South Face 5.7
Trip ReportSouth Face on North Dome
So for some time the allure of doing South Face and Crest Jewel on North Dome had been calling.. What a cool dome in a cool spot, with a what is sure to be amazing views of the valley...
So finally this weekend we decided to do an alpine start and hike in from porcupine creek trailhead and get one or both done in a day.. we were ambitiously hoping to get both done in a day for a stellar 18 pitch day since hiking out to PC trailhead in the dark is no biggie, unlike trying to do the NDG in the dark..
Ohh and for added difficulty.. of course we are trying to pull this monster day off as a party of 3 using a pair of 8.1 PMI double ropes and simul-climbing followers... ;-)
Here is the rundown on our adventure this weekend..
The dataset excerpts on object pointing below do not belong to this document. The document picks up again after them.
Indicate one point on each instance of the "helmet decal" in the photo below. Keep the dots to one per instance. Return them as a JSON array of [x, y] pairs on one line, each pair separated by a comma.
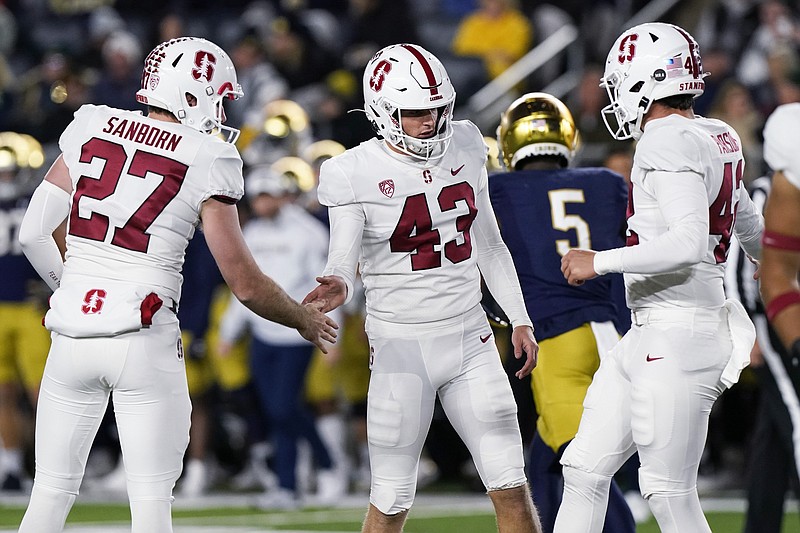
[[693, 62], [426, 68], [195, 67], [406, 77], [647, 63], [379, 75], [627, 48], [204, 65]]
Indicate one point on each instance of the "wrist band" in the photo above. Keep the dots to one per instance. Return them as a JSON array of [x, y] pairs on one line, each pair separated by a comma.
[[781, 302], [772, 239]]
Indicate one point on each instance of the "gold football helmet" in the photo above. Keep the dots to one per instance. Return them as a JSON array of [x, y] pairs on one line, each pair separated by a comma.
[[536, 124]]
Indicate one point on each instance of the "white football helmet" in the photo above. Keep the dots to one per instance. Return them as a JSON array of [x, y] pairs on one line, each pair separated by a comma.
[[408, 77], [196, 67], [648, 62]]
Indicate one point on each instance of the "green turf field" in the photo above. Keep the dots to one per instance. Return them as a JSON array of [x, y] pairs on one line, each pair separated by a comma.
[[458, 514]]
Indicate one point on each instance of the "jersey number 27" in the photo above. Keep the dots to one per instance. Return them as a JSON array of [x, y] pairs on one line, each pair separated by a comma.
[[133, 235]]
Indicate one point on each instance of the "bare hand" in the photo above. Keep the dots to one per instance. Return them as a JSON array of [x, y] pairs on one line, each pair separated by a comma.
[[319, 328], [328, 295], [578, 266], [525, 343]]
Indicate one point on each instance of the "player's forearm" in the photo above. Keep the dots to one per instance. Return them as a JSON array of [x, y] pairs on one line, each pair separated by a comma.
[[268, 300], [347, 226], [48, 208]]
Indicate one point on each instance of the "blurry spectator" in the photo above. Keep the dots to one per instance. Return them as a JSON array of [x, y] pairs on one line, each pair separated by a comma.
[[296, 55], [101, 24], [7, 82], [719, 63], [734, 105], [290, 245], [586, 102], [24, 343], [778, 31], [283, 130], [374, 24], [35, 101], [332, 117], [497, 32], [261, 84], [121, 75]]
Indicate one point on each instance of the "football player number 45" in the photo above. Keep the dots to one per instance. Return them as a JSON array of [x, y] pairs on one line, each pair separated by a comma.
[[133, 235]]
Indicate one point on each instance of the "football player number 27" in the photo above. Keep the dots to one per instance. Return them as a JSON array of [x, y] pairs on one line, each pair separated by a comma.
[[133, 235], [415, 232], [564, 222]]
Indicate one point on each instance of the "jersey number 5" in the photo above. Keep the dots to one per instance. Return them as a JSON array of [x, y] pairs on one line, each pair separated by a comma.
[[415, 232], [133, 235]]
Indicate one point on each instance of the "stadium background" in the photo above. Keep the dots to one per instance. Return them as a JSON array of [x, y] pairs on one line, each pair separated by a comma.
[[58, 54]]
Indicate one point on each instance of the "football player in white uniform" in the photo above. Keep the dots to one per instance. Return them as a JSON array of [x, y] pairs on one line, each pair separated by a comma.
[[654, 390], [132, 189], [412, 211], [779, 287]]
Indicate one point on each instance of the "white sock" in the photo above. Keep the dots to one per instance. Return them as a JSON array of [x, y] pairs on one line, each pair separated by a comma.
[[332, 430]]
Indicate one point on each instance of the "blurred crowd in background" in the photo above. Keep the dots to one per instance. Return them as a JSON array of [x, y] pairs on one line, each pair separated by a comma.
[[300, 63]]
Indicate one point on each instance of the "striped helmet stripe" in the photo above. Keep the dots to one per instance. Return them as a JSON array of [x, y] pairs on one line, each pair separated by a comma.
[[426, 67]]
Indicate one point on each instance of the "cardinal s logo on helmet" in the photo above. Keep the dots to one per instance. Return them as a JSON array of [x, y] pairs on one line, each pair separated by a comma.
[[204, 65], [376, 81], [406, 77]]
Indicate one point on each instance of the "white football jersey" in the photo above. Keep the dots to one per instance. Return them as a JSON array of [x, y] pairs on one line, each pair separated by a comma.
[[418, 247], [138, 186], [780, 142], [711, 149]]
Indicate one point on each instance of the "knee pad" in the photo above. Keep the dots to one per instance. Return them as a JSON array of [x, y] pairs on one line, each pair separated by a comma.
[[589, 485], [394, 485], [64, 483], [152, 488], [500, 463]]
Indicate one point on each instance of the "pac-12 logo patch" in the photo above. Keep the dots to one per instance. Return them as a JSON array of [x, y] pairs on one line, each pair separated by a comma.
[[93, 301], [387, 188]]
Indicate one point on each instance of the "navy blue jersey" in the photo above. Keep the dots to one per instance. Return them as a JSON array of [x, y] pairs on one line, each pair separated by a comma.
[[544, 213], [201, 277], [14, 267]]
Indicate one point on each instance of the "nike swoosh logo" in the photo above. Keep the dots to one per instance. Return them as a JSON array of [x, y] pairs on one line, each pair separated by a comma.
[[456, 171]]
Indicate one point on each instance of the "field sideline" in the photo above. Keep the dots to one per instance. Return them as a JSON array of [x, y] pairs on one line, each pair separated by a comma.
[[432, 513]]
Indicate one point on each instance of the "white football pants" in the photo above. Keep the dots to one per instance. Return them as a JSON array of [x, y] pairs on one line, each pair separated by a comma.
[[653, 393], [145, 373], [457, 359]]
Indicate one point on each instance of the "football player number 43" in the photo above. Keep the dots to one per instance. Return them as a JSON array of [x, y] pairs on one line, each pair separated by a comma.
[[133, 235], [415, 232]]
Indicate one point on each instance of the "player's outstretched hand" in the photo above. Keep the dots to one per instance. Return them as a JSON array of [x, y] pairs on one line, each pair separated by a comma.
[[328, 295], [525, 343], [578, 266], [318, 328]]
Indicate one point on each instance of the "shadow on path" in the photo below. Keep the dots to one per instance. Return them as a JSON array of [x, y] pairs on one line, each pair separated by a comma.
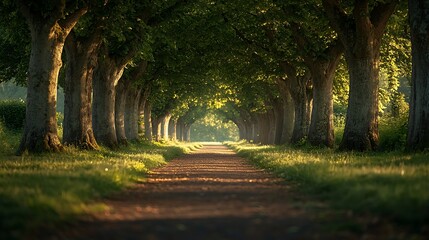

- 12:30am arrive in the valley from the bay area.. rush to setup camp by headlamp.. (standard bay area weekend valley warrior routine)
- 1:00am sleep
- 3:00am wake up and fumble through slamming some coffee and breakfast trying to rub the lack of sleep out of our eyes
- 3:45am still half asleep start the standard formula 1 SUV ass hauling session up the 120 to the PC trailhead
- 4:30am arrive at PC trailhead and finish sorting gear and supplies for the grueling day ahead.. (functioning with the intellect of 4 year olds from the lack of sleep)
- 5:00am start slogging
- 6:30am arrived at the summit of North Dome.. feeling very tired already due to the lack of sleep and 5 mile slog.. we ended unintentionally taking a long time resting, eating breakfast 2.0 on the summit, and racking up for the routes...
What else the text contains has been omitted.